El imperativo de la automatización
JD ya está pilotando robots de reparto en aeropuertos y robots autónomos de reposición en Shenzhen, según Liu. La empresa también ha desplegado drones y vehículos autónomos para la entrega de última milla en ciudades seleccionadas, junto con almacenes inteligentes que utilizan robots seleccionadores y clasificadores. Amazon, el homólogo global más cercano de JD, también ha implementado robots de almacén en Europa diseñados para manejar tareas de picking y embalaje conversacional.
La economía de la automatización es difícil de ignorar. El sector logístico chino empleaba a más de 5 millones de repartidores en 2025, según datos del sector, y el aumento de los costes laborales está empujando a las empresas hacia alternativas robóticas. Solo la flota de reparto de JD representa un gasto anual sustancial en salarios, prestaciones y contribuciones a la seguridad social.
El desafío del reciclaje laboral
El Plan Nirvana de JD busca cerrar la brecha antes de que los robots sean rentables a escala. Al asociarse con escuelas vocacionales, la empresa está creando una cantera de trabajadores formados en diagnóstico de robots, sustitución de baterías, resolución de problemas de software y gestión de flotas —habilidades que tendrán demanda a medida que crezca la flota autónoma de JD.

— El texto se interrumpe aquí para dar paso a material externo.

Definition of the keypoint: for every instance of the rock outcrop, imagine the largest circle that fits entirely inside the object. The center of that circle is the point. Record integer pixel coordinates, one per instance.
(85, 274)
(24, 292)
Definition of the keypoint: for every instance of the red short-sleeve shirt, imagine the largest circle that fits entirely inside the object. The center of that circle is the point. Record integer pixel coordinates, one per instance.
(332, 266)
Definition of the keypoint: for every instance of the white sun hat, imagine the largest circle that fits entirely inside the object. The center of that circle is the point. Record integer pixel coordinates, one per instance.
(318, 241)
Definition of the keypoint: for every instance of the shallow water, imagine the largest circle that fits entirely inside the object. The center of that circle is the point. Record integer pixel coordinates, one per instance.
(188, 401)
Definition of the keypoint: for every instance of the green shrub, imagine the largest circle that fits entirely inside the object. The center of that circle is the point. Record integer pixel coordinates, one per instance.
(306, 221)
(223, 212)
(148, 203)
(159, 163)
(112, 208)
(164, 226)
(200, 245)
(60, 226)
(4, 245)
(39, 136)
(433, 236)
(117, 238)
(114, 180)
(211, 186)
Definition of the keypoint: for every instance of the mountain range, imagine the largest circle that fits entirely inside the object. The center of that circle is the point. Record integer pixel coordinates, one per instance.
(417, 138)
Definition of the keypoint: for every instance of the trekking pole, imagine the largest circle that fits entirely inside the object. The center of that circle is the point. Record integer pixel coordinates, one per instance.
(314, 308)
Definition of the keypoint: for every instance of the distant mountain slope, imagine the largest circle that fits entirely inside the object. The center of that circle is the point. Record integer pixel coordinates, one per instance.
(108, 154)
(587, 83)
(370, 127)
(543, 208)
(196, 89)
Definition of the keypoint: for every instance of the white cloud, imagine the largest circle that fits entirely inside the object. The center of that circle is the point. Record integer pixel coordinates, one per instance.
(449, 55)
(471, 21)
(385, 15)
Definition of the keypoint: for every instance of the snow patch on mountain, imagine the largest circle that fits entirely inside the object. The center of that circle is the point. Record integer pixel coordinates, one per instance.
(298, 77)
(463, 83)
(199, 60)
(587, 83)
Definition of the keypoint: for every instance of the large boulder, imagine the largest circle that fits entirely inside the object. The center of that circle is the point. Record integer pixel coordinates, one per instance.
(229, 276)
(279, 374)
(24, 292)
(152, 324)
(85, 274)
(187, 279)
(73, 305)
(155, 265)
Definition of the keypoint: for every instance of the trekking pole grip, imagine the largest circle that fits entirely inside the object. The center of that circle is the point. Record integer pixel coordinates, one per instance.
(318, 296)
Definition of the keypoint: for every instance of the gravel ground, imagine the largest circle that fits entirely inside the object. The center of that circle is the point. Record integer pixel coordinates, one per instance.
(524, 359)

Liu afirmó que la tecnología debería mejorar la vida de las personas, no simplemente eliminar puestos de trabajo. Este enfoque refleja debates más amplios en el foro de APEC, donde Liu instó a las economías miembro a iniciar la cooperación internacional en la regulación de la IA y la robótica antes de que la tecnología supere los marcos políticos.
El ángulo de inversión
JD enfrenta un delicado equilibrio. La empresa debe invertir fuertemente en automatización para seguir siendo competitiva frente a Alibaba y Meituan, ambas también están implementando tecnología de reparto autónomo. Al mismo tiempo, no puede permitirse el riesgo reputacional y regulatorio de despedir abruptamente a cientos de miles de trabajadores en un país donde la estabilidad social es una prioridad gubernamental.
Las acciones de JD cotizan a aproximadamente 10 veces las ganancias futuras, un descuento frente a las 12 veces de Alibaba, lo que refleja la incertidumbre de los inversores sobre la trayectoria de márgenes de la empresa mientras gasta tanto en Capex de automatización como en reciclaje laboral. Si el Plan Nirvana logra reubicar a los trabajadores sin grandes perturbaciones, JD podría emerger con una estructura de costes más ajustada y una mayor lealtad a la marca. Si fracasa, la empresa corre el riesgo de quedar atrapada entre el aumento de costes y unos ahorros de automatización más lentos de lo esperado.
Este artículo es solo para fines informativos y no constituye asesoramiento de inversión.